Calculate a sorting score for root nodes.

Parameters:

Name	Type	Description	Default
`node`	`Node`	Root node to obtain a score for.	required
`kind_order`	`Dict[str, int]`	Node kind to position dictionary.	required
`sort_by_width`	`bool`	Whether to sort nodes by width in terms of leaf nodes.	required
`width_cache`	`Optional[Dict[Node, int]]`	Node to node width cache.	`None`

Returns:

Type	Description
`Union[int, Tuple[int, int]]`	Root node sorting key.

Note

Sort by kinds first, width in terms of actual (not display) leaf nodes second.
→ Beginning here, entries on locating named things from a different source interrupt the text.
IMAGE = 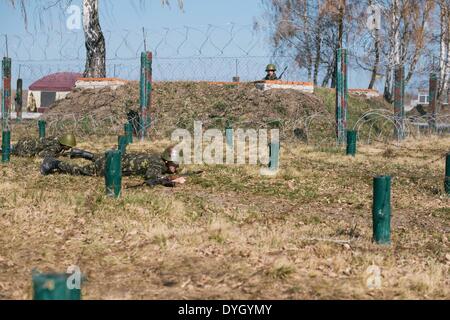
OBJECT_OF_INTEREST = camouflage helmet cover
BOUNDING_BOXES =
[266,63,277,71]
[161,146,180,165]
[58,133,77,148]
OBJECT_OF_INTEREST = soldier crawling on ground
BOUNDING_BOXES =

Source code in ragraph/analysis/sequence/_axis.py

def get_root_key(
    node: Node,
    kind_order: Dict[str, int],
    sort_by_width: bool,
    width_cache: Optional[Dict[Node, int]] = None,
) -> Union[int, Tuple[int, int]]:
    """Calculate a sorting score for root nodes.

    Arguments:
        node: Root node to obtain a score for.
        kind_order: Node kind to position dictionary.
        sort_by_width: Whether to sort nodes by width in terms of leaf nodes.
        width_cache: Node to node width cache.

    Returns:
        Root node sorting key.

    Note:
        Sort by kinds first, width in terms of actual (not display) leaf nodes second.
    """
    if sort_by_width:
        return (
            kind_order[node.kind],
            -get_width(node, width_cache),
        )
    else:
        return kind_order[node.kind]

get_roots ¶

get_roots(
    nodes: Iterable[Node],
    root_cache: Optional[Dict[Node, Node]] = None,
    child_cache: Optional[Dict[Node, List[Node]]] = None,
) -> List[Node]

Get list of root nodes corresponding to some collection of nodes.

Parameters:

Name	Type	Description	Default
`nodes`	`Iterable[Node]`	Collection of nodes to find corresponding root nodes for.	required
`root_cache`	`Optional[Dict[Node, Node]]`	Node to resulting root node cache. Any supplied dictionary will be updated in-place.	`None`
`child_cache`	`Optional[Dict[Node, List[Node]]]`	Node to child nodes that have been seen cache. Any supplied dictionary will be updated in-place.	`None`

Returns:

Type	Description
`List[Node]`	Root nodes.

Note

Supply cache dictionaries to store intermediate results.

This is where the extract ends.